Bibliographie : Li Yu, La Chair pour tapis de prière

Li Yu (李渔 [lǐ yú], 1610-1680) est un auteur très connu du début de la dynastie des Qing. Il a été dramaturge, directeur de troupe, éditeur, et écrivain. Son œuvre la plus connue, intitulée 《闲情偶寄》 [xiánqíng ǒujì], est un recueil de petits textes épars, touchant de nombreux sujets (ceux consacrés à la gastronomie m’ont particulièrement intéressé). Ce recueil, rédigé à l’origine en chinois classique, a été traduit par Jacques Dars et publié en 2009 aux Éditions Picquier sous le titre de Les Carnets secrets de Li Yu – Au gré d’humeurs oisives (voir ici). (Je ne connais pas cette traduction.)
Mais Li Yu est aussi connu en Chine pour être l’auteur d’un autre livre, beaucoup moins anodin, rédigé en langue parlée, connu sous le titre de 《肉蒲团》 [ròupútuán], en français La Chair pour tapis de prière (蒲团 [pútuán] est le tapis de prière sur lequel s’asseyent les moines pour méditer). Une traduction française, réalisée par Pierre Klosowki, a été publiée chez Fayard en 1979 (voir ici). (Je ne connais pas non plus cette traduction.)
Ce roman raconte les aventures de Weiyangsheng (未央生 [wèiyāngshēng]), jeune lettré brillant, que l’on trouve au début de l’œuvre à débattre avec un maître bouddhiste qui souhaite le prendre pour disciple, pour l’orienter sur la voie de la sagesse. Mais Weiyangsheng refuse, en répondant que la seule chose qui l’intéresse est d’épouser la plus belle femme qui soit. Weiyangsheng épouse effectivement une jeune fille de bonne famille, d’une beauté exceptionnelle, et parvient même à éveiller son épouse aux plaisirs de la chair. Mais au bout de quelques mois, il se lasse d’elle, et, sous le prétexte d’aller étudier auprès de maîtres illustres pour préparer les examens du mandarinat, se met à la recherche d’autres beautés avec lesquelles il pourra assouvir sa passion de la fornication. Les descriptions de l’acte sexuel, sous les formes les plus diverses, données par Li Yu pendant tout le cours du récit sont directes, et ne cachent rien des pratiques diverses et variées du jeune homme et de ses camarades de jeux.
Le roman de Li Yu a été interdit à de nombreuses reprises, au motif de pornographie. Il est d’ailleurs introuvable encore aujourd’hui en Chine continentale, et j’ai dû trouver un artifice pour pouvoir me procurer une édition taïwanaise moderne, dont je reproduis ci-dessous la couverture. Notez que la vente de cet ouvrage est, à Taiwan, interdite aux mineurs.

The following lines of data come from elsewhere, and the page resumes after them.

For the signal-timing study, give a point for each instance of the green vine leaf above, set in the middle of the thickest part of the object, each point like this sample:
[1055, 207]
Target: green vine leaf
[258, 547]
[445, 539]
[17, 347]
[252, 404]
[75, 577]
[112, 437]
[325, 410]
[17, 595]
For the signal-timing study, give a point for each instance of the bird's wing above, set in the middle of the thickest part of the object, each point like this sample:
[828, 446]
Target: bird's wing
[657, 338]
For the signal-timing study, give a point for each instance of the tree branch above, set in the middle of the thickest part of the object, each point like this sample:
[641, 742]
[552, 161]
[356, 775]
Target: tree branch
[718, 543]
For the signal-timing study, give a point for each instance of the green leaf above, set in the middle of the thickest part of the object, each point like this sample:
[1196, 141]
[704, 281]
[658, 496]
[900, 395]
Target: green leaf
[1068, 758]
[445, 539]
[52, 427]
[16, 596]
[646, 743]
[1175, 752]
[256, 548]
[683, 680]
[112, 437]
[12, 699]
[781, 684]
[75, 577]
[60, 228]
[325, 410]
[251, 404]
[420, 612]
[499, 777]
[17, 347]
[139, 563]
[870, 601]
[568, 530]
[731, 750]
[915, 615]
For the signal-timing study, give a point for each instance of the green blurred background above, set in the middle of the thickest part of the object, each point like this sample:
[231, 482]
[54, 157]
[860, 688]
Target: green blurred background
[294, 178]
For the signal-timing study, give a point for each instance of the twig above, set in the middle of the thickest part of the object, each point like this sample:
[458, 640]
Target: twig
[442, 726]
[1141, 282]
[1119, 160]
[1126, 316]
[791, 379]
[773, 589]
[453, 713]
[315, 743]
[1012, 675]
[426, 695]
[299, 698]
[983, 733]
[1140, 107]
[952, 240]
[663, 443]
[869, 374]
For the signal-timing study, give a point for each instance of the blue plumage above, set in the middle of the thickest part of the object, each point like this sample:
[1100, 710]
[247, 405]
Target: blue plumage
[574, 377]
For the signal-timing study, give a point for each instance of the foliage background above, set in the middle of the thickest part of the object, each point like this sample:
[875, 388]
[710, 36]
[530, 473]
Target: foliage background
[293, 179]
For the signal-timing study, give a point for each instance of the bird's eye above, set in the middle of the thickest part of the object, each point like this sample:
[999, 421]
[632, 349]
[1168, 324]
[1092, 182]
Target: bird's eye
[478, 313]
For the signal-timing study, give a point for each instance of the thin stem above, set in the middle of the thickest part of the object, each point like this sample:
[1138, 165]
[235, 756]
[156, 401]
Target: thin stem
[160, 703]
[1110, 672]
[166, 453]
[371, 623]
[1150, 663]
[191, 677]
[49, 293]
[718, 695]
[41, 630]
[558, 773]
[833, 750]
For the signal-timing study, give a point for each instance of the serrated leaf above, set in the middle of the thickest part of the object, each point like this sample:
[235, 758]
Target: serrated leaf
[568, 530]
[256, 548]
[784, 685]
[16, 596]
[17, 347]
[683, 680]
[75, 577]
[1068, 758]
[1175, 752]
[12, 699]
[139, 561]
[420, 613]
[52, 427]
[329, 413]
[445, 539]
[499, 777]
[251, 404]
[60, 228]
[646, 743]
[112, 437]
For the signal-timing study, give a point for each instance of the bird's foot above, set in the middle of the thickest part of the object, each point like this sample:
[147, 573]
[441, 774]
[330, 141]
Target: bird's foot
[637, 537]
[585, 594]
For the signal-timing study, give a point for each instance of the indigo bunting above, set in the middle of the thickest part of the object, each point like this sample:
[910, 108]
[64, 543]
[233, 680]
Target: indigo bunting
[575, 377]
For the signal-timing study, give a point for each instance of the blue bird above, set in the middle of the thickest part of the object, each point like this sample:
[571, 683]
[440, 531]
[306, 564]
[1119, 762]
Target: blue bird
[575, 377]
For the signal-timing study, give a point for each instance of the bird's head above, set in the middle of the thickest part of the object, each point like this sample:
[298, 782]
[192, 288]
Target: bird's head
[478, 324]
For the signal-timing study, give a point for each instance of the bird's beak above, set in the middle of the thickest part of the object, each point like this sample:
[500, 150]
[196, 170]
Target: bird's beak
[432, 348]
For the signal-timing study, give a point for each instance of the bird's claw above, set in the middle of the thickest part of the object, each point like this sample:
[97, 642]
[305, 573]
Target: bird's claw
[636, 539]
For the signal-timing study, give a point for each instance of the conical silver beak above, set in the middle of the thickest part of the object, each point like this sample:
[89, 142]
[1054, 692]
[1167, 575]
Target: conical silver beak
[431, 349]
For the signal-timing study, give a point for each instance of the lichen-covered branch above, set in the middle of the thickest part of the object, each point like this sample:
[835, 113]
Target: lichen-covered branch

Abstraction faite des scènes d’ébats amoureux, le texte est superbement écrit. Y sont également cités les titres d’autres œuvres érotiques, ainsi que des dessins érotiques anciens. Je profiterai d’une escapade que je prévois de faire cet été à Taipei pour en récupérer quelques-uns. J’ai bien entendu noté beaucoup de vocabulaire intéressant que ne manquerai pas de faire partager au fur et à mesure aux lecteurs de Sinoiseries.
Voici donc la couverture de mon exemplaire du 《肉蒲团》 (ISBN : 978-986-667-632-3). Si vous ne parvenez pas à acquérir ce livre, une version intégrale en ligne est disponible ici.